Article : La sophrologie peut calmer le côlon irritable

Mal au ventre, constipation ou diarrhée, ballonnements et spasmes… Si le changement d’alimentation et les médicaments laxatifs ou antispasmodiques soulagent un côlon irirtable, leur effet est peu durable. En complément, « la sophrologie représente une solution intéressante pour aider la personne à contrôler la douleur de cette pathologie chronique », dit le Dr Jean-Louis Payen, membre de la Société nationale française de gastro-entérologie. Bien que son efficacité ne soit pas encore validée scientifiquement, l’expérience de terrain atteste de son intérêt.

La sophrologie remplace la douleur

Le sophrologue travaille sur les sensations ou utilise la visualisation. Pour une douleur due aux ballonnements, il propose la “substitution sensorielle” : remplacer la souffrance par une sensation agréable comme la chaleur. On se réchauffe une main, puis on la pose sur le ventre en donnant une limite de temps à l’action de la chaleur, par exemple une heure après la séance. Le thérapeute demande de trouver un geste “rappel” tel que la main posée sur le ventre : le refaire lors d’épisodes douloureux permet de retrouver aussitôt l’apaisement.

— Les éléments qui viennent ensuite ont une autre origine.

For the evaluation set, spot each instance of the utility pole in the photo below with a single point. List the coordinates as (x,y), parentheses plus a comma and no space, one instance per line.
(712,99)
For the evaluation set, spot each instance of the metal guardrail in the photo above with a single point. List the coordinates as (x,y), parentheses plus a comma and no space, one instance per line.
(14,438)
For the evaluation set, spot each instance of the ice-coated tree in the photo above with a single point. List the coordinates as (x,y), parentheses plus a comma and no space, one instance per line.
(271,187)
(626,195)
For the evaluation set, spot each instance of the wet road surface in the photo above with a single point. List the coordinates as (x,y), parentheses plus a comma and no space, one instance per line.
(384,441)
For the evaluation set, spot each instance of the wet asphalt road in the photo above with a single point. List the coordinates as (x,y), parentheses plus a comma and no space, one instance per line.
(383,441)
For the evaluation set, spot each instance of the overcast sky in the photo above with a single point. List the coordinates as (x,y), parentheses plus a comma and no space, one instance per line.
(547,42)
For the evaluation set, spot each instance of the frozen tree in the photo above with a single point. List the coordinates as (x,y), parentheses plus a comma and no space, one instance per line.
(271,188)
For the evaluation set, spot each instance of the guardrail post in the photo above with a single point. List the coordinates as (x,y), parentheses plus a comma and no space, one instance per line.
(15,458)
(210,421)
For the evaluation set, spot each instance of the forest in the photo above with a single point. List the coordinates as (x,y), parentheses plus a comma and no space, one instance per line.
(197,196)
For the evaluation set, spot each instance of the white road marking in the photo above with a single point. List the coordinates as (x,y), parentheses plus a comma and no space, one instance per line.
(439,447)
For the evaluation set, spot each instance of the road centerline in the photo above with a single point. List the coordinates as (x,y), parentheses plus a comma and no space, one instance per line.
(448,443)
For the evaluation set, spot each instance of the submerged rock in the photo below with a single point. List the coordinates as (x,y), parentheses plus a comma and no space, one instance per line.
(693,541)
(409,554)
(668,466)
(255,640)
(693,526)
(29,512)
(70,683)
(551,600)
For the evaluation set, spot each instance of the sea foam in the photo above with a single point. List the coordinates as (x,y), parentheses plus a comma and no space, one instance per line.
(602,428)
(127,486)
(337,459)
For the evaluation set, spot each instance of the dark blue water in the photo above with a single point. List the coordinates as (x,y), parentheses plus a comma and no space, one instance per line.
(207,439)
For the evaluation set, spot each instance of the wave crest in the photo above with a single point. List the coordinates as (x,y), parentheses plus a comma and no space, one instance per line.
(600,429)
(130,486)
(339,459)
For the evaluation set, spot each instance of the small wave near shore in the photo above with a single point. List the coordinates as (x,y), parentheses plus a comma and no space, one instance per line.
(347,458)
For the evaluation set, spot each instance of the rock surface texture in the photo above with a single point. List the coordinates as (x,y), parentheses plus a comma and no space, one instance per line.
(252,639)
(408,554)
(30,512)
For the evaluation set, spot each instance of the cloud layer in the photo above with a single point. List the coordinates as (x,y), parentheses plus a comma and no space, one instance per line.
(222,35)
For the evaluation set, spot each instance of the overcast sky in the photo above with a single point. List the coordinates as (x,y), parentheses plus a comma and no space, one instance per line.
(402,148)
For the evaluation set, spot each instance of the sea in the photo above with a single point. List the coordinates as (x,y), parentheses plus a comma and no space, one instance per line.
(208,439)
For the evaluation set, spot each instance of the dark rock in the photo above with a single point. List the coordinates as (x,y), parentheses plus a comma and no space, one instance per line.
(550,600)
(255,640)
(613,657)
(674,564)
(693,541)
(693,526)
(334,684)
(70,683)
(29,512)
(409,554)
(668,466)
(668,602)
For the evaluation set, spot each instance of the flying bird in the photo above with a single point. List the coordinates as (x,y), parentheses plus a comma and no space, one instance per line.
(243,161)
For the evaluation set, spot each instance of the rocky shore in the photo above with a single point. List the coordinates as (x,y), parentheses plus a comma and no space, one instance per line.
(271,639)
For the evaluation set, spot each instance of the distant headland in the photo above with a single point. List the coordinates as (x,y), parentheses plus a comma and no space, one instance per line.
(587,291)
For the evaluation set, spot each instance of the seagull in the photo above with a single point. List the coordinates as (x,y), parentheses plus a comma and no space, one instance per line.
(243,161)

« On commence toujours par une respiration abdominale et quelques minutes de scanner corporel en prenant conscience, yeux fermés, de tous ses muscles, en les relâchant un à un, explique Laura Jauvert, sophrologue. Dans cet état de relaxation profonde, le cerveau est entre veille et sommeil. »

La sophrologie régule le transit

Le praticien compte plusieurs outils pour réguler la motricité intestinale. En cas de constipation, l’un des plus efficaces est la respiration dite de “barattage”. Elle consiste à vider complètement les poumons par plusieurs petites expirations par la bouche, rapides et saccadées : l’abdomen est aspiré vers l’intérieur. Une fois en apnée, poumons vides, on relâche le ventre puis on le rentre à nouveau, avant d’inspirer par le nez et de recommencer plusieurs fois.

« Cet automassage de l’abdomen relance l’activité de l’intestin », dit Valérie Giacometti, sophrologue. Très dynamique, il ne convient cependant pas à tout le monde. Dans ce cas, on peut utiliser l’“activation vitale”. Assis droit au bord d’une chaise, en respirant librement, on se concentre sur son ventre. Prononcer mentalement à l’inspiration “activation” et à l’expiration “vitale” pendant une minute libère les tensions de la zone abdominale et améliore ainsi la constipation.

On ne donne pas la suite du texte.